Professor Vladimir Chupin, who heads the Laboratory of the Chemistry and Physics of Lipids at MIPT's Research Center for Molecular Mechanisms of Aging and Age-Related Diseases, says, "Our laboratories working with membrane proteins, in particular with nanodiscs, are mostly focused on biophysical and medical issues. However, the recent joint study with our U.S. colleagues shows that by bringing together biological and technical materials, nanodiscs can be used to obtain hydrogen fuel."
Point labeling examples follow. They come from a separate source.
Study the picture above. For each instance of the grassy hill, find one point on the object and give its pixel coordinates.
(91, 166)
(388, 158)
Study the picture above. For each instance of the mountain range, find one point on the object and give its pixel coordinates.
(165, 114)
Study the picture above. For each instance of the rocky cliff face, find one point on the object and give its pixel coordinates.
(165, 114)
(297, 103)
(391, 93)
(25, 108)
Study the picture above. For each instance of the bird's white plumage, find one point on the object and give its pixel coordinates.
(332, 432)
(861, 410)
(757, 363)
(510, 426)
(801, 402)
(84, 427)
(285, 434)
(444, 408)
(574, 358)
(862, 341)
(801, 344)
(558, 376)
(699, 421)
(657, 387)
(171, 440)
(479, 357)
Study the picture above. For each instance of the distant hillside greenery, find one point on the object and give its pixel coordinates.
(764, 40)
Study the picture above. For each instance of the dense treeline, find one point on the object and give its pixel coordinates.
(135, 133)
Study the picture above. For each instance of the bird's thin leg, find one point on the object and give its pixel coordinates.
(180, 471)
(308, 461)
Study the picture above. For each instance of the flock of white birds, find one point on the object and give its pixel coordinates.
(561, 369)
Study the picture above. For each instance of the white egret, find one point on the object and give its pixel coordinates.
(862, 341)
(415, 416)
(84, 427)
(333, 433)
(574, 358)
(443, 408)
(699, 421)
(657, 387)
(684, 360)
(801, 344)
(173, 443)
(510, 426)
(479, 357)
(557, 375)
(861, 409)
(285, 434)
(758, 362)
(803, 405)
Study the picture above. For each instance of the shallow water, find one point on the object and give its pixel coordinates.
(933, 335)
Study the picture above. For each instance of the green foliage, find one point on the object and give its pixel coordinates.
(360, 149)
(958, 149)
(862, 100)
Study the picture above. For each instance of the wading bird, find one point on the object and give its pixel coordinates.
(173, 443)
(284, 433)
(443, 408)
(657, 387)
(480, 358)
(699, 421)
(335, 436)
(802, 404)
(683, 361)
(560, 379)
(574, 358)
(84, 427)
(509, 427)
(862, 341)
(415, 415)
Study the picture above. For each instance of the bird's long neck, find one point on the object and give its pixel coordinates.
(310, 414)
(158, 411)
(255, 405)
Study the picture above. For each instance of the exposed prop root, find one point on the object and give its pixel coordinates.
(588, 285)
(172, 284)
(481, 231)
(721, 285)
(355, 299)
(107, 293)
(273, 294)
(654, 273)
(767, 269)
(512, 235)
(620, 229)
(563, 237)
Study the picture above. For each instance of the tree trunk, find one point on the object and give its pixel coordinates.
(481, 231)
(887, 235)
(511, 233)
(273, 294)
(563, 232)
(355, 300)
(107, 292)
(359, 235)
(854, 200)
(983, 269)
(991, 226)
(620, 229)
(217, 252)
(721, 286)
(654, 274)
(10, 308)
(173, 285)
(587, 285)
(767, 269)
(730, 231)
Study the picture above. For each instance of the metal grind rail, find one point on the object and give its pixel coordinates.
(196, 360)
Hydrogen - Energy - Sources - Product - Water
Hydrogen is one of the cleanest alternative energy sources. When it burns, the only product formed is water vapor. Furthermore, at 45 percent or more, the efficiency of hydrogen fuel is much greater compared with less than 35 percent for gasoline or diesel fuel. Although major automobile manufacturers, such as Toyota, Honda, and BMW, are already producing hydrogen-powered cars, their numbers are modest. Hydrogen is still costly to obtain, largely due to the high power consumption involved. For this reason, researchers are seeking ways of generating this fuel by tapping into other energy sources.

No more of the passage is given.